When Sri Lanka’s brutal civil war ended in an equally brutal fashion a decade ago, there was hope that the island nation could leave its past behind. The Easter Sunday bombings, the first attacks of this scale since the war, are a reminder of how fragile the peace the nation achieved really is.
The attacks on churches and hotels, which killed more than 200 people, came at a crucial juncture: The country is still struggling to reconcile its past while building a new future. Sri Lanka has just emerged from a bitter constitutional crisis, sparked by the political rivalry between the president and the prime minister. And although the country is diverse—with a population that is more than 70 percent Buddhist, about 12.5 percent Hindu, 10 percent Muslim, and 7 percent Christian—and has remained more or less stable since the civil war, the past few years have shown how difficult it is to heal wounds from a nearly three-decade-long conflict. It is still unclear who is behind the bombings, though the country’s defense minister said one group was probably responsible and seven people have reportedly been arrested in connection with the blasts.

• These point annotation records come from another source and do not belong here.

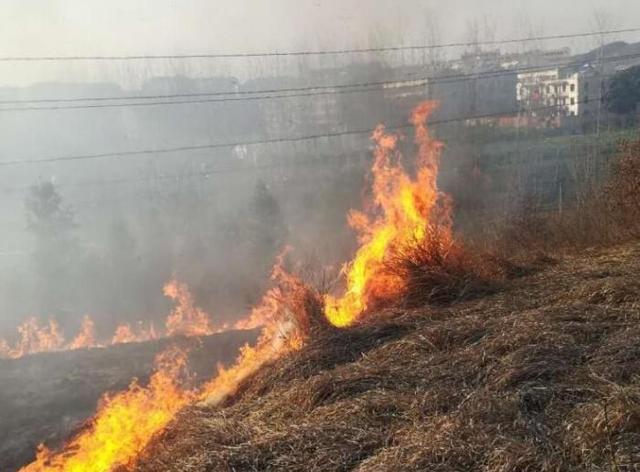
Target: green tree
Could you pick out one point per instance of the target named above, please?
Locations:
(623, 96)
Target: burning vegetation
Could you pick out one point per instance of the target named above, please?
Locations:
(432, 390)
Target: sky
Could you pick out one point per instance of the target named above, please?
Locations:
(92, 27)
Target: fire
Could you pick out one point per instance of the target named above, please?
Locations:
(403, 211)
(33, 338)
(125, 334)
(86, 338)
(124, 423)
(285, 316)
(186, 319)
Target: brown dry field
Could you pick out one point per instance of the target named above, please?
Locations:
(542, 375)
(45, 397)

In the 10 years since the end of the civil war, all has not been grim. Tourism in Sri Lanka has increased and the economy has shown some promising signs. But last year, Buddhist nationalists went into Muslim-majority areas in the center of the country and burned Muslim-owned businesses and homes following tensions between the two communities. The move shocked the country, but it was hardly unexpected, given what the United Nations described as a “lack of accountability for past actions.” The UN was referring to the unmet promises of the Sri Lankan government made to the international community following the end of the civil war.